The Vaccine Vanguard – Asian Scientist Magazine

AsianScientist (Apr. 13, 2021) – With their key role in overcoming some of humanity’s greatest scourges, vaccines are widely hailed as one of medicine’s greatest achievements. Consider the case of polio, a disabling disease caused by the poliovirus. For centuries, polio crippled hundreds of thousands of children each year. In the late 1980s, there were over 125 polio-endemic countries. After a concerted global effort to vaccinate against the virus, only two remain today: Afghanistan and Pakistan.

Between 2010 and 2015, the World Health Organization (WHO) estimates that vaccination prevented at least ten million deaths. As the world collectively reels from COVID-19’s devastating impacts, vaccines are our best chance at saving countless more lives and returning to some semblance of normalcy. It’s no wonder, then, that over 200 vaccine candidates against the SARS-CoV-2 virus are currently in development.

With the fate of humanity resting on a literal shot (or two), we dive deep into the science behind these medical marvels and take a look at Asia’s vaccine frontrunners.
When the immune system strikes back

To understand how vaccines work, it helps to review how our bodies initially fight off harmful microorganisms.

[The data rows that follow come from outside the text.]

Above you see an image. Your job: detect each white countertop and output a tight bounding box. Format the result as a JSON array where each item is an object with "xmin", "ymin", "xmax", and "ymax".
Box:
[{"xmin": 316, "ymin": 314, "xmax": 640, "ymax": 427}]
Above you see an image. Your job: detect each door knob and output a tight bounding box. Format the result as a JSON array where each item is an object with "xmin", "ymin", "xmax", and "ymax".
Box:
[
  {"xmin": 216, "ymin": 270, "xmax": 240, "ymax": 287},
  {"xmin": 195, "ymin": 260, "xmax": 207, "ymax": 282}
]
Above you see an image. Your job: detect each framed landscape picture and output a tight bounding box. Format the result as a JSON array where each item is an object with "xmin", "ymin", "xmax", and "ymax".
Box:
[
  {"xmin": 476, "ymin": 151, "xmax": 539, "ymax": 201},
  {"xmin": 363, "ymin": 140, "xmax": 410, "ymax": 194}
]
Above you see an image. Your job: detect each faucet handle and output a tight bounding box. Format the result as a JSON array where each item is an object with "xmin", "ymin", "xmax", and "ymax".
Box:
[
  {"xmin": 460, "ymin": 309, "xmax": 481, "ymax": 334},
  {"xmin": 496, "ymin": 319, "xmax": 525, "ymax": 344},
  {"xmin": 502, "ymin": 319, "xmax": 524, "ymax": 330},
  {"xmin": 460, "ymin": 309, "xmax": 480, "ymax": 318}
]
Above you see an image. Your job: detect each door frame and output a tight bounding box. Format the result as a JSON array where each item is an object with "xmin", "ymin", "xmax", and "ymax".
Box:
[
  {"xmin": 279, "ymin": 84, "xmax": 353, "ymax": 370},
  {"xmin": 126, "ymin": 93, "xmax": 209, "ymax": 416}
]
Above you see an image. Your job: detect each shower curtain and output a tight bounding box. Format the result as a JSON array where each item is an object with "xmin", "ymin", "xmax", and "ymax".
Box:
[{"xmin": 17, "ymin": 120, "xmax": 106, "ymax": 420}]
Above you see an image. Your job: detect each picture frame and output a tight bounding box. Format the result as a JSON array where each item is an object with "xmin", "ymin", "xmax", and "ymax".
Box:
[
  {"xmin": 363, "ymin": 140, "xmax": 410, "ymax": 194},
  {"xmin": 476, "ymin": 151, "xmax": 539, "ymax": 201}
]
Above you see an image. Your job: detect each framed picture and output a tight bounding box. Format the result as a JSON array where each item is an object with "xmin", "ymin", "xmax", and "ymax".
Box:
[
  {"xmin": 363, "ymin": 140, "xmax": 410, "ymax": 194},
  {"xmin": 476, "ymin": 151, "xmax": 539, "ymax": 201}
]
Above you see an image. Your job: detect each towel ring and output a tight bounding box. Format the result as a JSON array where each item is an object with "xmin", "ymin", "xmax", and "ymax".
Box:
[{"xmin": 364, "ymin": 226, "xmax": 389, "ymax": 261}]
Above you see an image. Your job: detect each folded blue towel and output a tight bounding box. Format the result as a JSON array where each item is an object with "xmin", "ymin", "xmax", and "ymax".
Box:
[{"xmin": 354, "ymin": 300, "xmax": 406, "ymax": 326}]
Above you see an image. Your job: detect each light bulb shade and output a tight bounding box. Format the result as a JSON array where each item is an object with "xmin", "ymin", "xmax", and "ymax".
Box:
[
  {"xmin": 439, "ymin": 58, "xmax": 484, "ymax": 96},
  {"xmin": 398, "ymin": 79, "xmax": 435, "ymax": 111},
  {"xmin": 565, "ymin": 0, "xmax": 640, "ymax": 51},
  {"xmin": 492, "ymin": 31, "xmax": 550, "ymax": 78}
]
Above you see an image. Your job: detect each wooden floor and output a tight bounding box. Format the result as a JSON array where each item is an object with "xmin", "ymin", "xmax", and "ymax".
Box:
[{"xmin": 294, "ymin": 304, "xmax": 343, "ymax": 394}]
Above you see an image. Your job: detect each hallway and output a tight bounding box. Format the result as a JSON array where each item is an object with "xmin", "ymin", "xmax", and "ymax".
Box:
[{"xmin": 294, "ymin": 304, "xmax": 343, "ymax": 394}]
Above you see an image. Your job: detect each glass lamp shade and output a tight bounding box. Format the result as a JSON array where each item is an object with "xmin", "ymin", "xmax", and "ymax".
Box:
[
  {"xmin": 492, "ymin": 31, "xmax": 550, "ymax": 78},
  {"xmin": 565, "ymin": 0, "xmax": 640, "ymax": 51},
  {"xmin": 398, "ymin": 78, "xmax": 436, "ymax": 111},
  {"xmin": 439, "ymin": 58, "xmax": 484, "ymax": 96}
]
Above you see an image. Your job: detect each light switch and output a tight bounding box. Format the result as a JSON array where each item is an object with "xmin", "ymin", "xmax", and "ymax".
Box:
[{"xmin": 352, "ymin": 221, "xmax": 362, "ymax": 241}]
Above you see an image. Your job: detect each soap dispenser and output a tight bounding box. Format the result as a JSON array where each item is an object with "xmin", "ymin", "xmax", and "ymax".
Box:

  1. When viruses like SARS-CoV-2 invade our body, they hijack our cellular machinery and multiply.
  2. Specialized cells called antigen-presenting cells engulf the virus, displaying or presenting viral proteins on their surface later on.
  3. The presented viral proteins attract immune cells called helper T-cells that trigger a host of immune responses.
  4. B-cells are triggered to make antibodies that lock onto parts of the pathogen, called antigens. SARS-CoV-2’s spike protein, which it uses to enter the cell, is a key antigen targeted by vaccines.
  5. These antibody-coated pathogens are marked for destruction and engulfed by immune cells called macrophages.

Even after the infection goes away, its memory still lives on through the B-cells. Should the same pathogen invade the body once again, ‘memory’ B-cells now have an arsenal of antibodies that can be immediately released—making the antibody response faster and more effective the second time around.